Como você percebe a evolução política dessa direita (e da extrema direita) e a composição social da atual situação eleitoral na Espanha?

Eu não deveria falar sobre o Vox (partido de extrema direita espanhol) porque eu não o conheço muito. Mas eu poderia dizer muito sobre [Donald] Trump e o que possibilitou sua vitória: o neoliberalismo “progressista”. É a aliança do capitalismo simbólico — Wall Street, Vale do Silício e Hollywood — com parte dos novos movimentos e uma esquerda que agora querem reforçar o projeto neoliberal agitando o medo de um fascismo iminente e ameaçador, que em sentido estrito ainda não é real. O capital financeiro precarizou o trabalho, destruiu os sindicatos e reduziu os salários, destruindo os padrões de vida da classe trabalhadora. As pessoas disseram que não queriam mais esse modelo. Em 2016, nos Estados Unidos, havia apenas duas opções: elas escolheram Trump. Não foi uma boa opção. Mas Hillary Clinton também não era, representava a continuidade com as forças neoliberais “progressistas”, as mesmas que desencadearam o cenário atual de profunda crise social.
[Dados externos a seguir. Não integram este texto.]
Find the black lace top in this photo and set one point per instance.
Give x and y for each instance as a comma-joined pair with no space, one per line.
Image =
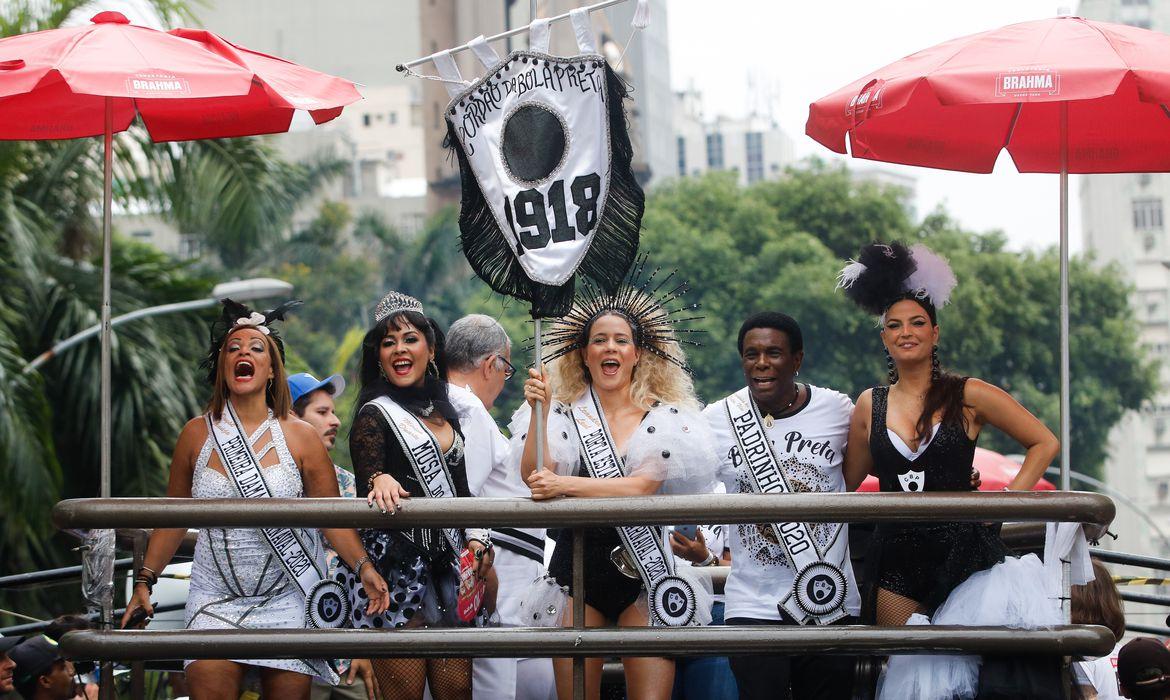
924,561
373,447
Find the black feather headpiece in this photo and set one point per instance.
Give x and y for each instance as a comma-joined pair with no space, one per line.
646,301
886,273
235,315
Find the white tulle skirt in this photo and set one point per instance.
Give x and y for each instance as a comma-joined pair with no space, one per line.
1010,594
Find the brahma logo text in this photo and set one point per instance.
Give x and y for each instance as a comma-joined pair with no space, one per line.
1027,82
157,84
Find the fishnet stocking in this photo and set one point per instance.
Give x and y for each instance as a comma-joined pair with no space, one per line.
894,609
404,679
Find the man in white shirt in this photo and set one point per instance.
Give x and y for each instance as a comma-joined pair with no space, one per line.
778,436
479,362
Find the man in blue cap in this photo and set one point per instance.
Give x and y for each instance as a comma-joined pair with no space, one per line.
312,402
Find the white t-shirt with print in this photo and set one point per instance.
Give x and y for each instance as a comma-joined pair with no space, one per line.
810,447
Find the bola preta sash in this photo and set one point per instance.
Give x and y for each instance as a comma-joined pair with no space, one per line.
819,587
426,458
672,597
545,169
327,601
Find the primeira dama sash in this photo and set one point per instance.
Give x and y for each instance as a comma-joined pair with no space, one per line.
672,597
327,601
819,588
426,458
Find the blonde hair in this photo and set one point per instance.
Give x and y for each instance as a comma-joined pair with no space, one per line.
654,378
276,393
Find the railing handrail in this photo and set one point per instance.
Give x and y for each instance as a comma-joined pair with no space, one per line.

A estratégia agora é tentar recuperar extratos importantes das classes trabalhadoras que sentiram-se atraídas por Trump nos Estados Unidos ou pelo Vox aqui na Espanha, ou por qualquer outro partido de direita ou de extrema direita. Não creio que devamos descartá-los e dizer que estes extratos se perderam para sempre. Ao contrário: eles têm de fazer parte de uma massa antissistema, um movimento anticapitalista que incluia o feminismo para os 99%, os movimentos operários, ambientalistas, anti-racistas, em defesa dos migrantes, reprodução social e as classes trabalhadoras. Se não tivermos uma alternativa, é claro que parte desses grupos sociais caminhará politicamente à direita. Mas a pegunta é: por que devemos à direita o monopólio das grandes ideias de mudança?

Poderia um movimento feminista produzir uma ruptura nessa paisagem política?

Não acho que o feminismo possa fazê-lo por si só, mas eu penso que, por razões conjunturais, é a força mais visível, crescente e radical que vemos. Mas tem que se aliar às correntes anti-sistema de outros movimentos sociais e aos partidos de esquerda que estão em cena e abertos para expandir sua ideia da luta da classe trabalhadora, rejeitar o dogmatismo sectário e colocar as mulheres no centro.